After three days at the International Positive Education Festival, attendees could not help but to feel renewed. First, Angela Duckworth, founder and scientific director of the Character Lab, spoke about grit being a greater predictor of success and well-being than IQ (“talent counts; effort counts twice”). Later that day, Martin Seligman, known as the Father of Positive Psychology, spoke about the history of the movement and the research revealing its tie to Positive Education.
Next, Sir Anthony Seldon entered while dancing to a video played of him singing Pharrell Williams’ Happy song, promptly showed us all how to do a headstand, and made a point of letting us know that what brought him out of his own three-year depression was finally realizing that happiness was a choice; he could choose to be depressed, or he could choose to be happy with a positive outlook. Following that theme, David Cooperrider, co-creator and creative thought leader of Appreciative Inquiry, spoke about uniting the Positive Psychology of Human Strengths with the best that education has to offer.

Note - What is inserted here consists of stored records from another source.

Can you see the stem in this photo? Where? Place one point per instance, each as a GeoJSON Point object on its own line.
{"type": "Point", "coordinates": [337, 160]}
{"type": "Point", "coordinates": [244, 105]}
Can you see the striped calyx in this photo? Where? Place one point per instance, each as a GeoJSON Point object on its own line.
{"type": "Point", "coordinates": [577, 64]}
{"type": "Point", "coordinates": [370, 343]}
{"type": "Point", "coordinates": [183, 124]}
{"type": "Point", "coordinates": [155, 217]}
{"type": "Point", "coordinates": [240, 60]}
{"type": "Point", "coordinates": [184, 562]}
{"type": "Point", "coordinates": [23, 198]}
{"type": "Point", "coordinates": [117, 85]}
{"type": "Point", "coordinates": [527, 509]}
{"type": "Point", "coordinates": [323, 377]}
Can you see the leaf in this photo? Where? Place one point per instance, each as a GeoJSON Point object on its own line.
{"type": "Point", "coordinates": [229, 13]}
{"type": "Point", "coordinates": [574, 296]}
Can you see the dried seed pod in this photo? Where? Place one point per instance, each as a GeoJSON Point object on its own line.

Participants also listened to Shawn Achor, whose TED talk has over 11 million views, speak of the advantage we give ourselves when we project happiness, and how our own happiness is spread rapidly and unconsciously from one person to another. And, finally, Michelle Gielan, CBS news anchor turned positive psychology researcher and Founder of the Institute for Applied Positive Research, gave example upon example of how positive psychology has increased sales percentages in businesses around the world.
While these were just facts presented by the more well-known speakers, attendees also learned:
Scientifically supported studies show, without exception, that businesses and schools experience astonishingly greater levels of success when they embrace a positive psychology model and social emotional learning, placing a focus on compassion, kindness, gratitude, mindfulness, emotional intelligence, optimism, and character.
The improvement in businesses or schools are experienced regardless of location, wealth, country, religion, ethnicity, or any other imaginable grouping.
Children who often feel they have little control over their life circumstances quickly grasp the basic brain science, and are excited to learn what they can do, themselves, that will result in them experiencing greater successes more often.
It is more important to be high touch, than high tech. People NEED each other.
While Dr Martin Seligman of the University of Pennsylvania became the Father of Positive Psychology in America, it is countries like Australia and he United Kingdom that have sped past the United States when considering the growth of positive education programs.
All of these facts were amazing to hear, and certainly take much more time to process the greater messages, but, for myself, there were two lessons that reached my heart:
Pick impact over pay or prestige.
Yes, I want to be happy, but I also hope I can play a role in making others happy, as well.
Not enough could possibly be said to encourage others to attend any similar conference at any location around the world; one might simply hope that a person cares enough about his own well-being that he will make it a point to do so.
May we all find our way to our happiest selves.